Using Ordinary Least Squares Regression, and the train/test split method (80% train, 20% test), I first focused on only using the weather features in my model: Temperature, Dew Point, Humidity, Wind Speed, Wind Gust, Pressure, and Precipitation.  This resulted in an R2 of 0.23 on my train set, and an R2 of 0.20 on my test set, meaning the weather features alone explain 20% of the variance in wait times at Splash Mountain.  My mean squared error (MSE) was 709.8 and my root mean square error (RMSE) was 26.6 minutes.

I then proceeded to add in my time features of Month, Day of the Week, and Hour of the Day.  Since these were categorical features, I had to add them in as dummy variables.  This resulted in an R2 of 0.60, three times the R2 of my first model.  My MSE was halved to 354.0, and my RMSE was reduced to 18.8 minutes.
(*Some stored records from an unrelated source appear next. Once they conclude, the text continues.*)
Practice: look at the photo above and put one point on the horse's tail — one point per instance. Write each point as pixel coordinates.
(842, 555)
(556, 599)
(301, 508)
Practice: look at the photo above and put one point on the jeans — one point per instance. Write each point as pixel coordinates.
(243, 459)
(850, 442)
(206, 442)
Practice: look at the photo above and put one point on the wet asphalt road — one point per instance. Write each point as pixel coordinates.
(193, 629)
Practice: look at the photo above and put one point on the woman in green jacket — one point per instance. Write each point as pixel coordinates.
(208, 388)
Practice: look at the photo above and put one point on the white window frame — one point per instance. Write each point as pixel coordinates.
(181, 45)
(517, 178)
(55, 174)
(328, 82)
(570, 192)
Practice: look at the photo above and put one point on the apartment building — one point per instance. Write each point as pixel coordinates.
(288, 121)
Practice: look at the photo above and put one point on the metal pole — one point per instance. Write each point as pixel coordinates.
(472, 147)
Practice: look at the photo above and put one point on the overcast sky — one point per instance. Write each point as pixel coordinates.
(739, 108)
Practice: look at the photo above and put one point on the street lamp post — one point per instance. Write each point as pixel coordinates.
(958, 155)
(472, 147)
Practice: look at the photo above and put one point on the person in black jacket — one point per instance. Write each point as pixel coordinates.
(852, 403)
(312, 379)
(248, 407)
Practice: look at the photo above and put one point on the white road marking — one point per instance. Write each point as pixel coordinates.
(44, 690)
In my final model, I added the Ticket Season feature, which indicates if the One-Day ticket season is Peak, Regular, or Value.  I also removed the Temperature and Pressure features from the model, since they both had a p-value of less than 0.05.  This further increased my R2 to 0.64, with my final MSE being 319.7 and my RMSE at 17.9 minutes.  In addition, my residuals were normally distributed supporting my decision to use linear regression.
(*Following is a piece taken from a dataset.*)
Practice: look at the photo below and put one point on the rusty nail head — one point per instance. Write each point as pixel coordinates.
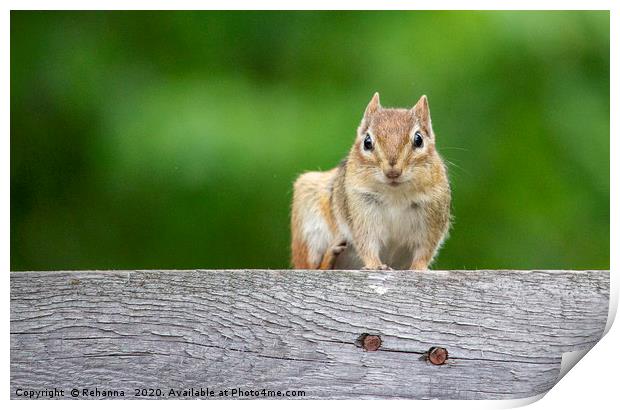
(370, 343)
(437, 355)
After examining the results, my regression model suggests the following guidelines for this time period for Splash Mountain:

FeatureLower Wait TimesHigher Wait Times
Month (during this period)MayJune
Day of the WeekSundaysWednesdays
HourBefore 10AM, After 8PM12PM-5PM
Ticket SeasonValuePeak
WeatherMore humid, rainWindy conditions

Future Work

Future work to improve the model may include incorporating:

  • Disney events – several events occur throughout the day, such as parades, fireworks, and other shows.  Since many park visitors are watching these shows during these times, this reduces the number of people that are riding rides.
  • New rides/attractions – Many rides and new lands have been opening at the Disney parks.
  • Other rides and locations – Since this model was only based on Splash Mountain, I’d like to do the same for the other rides, as well as Disney World vs Disneyland, since each location brings different types of visitors.
  • Full year/multiple years – I’d extend the time period to a full year to get the full annual picture.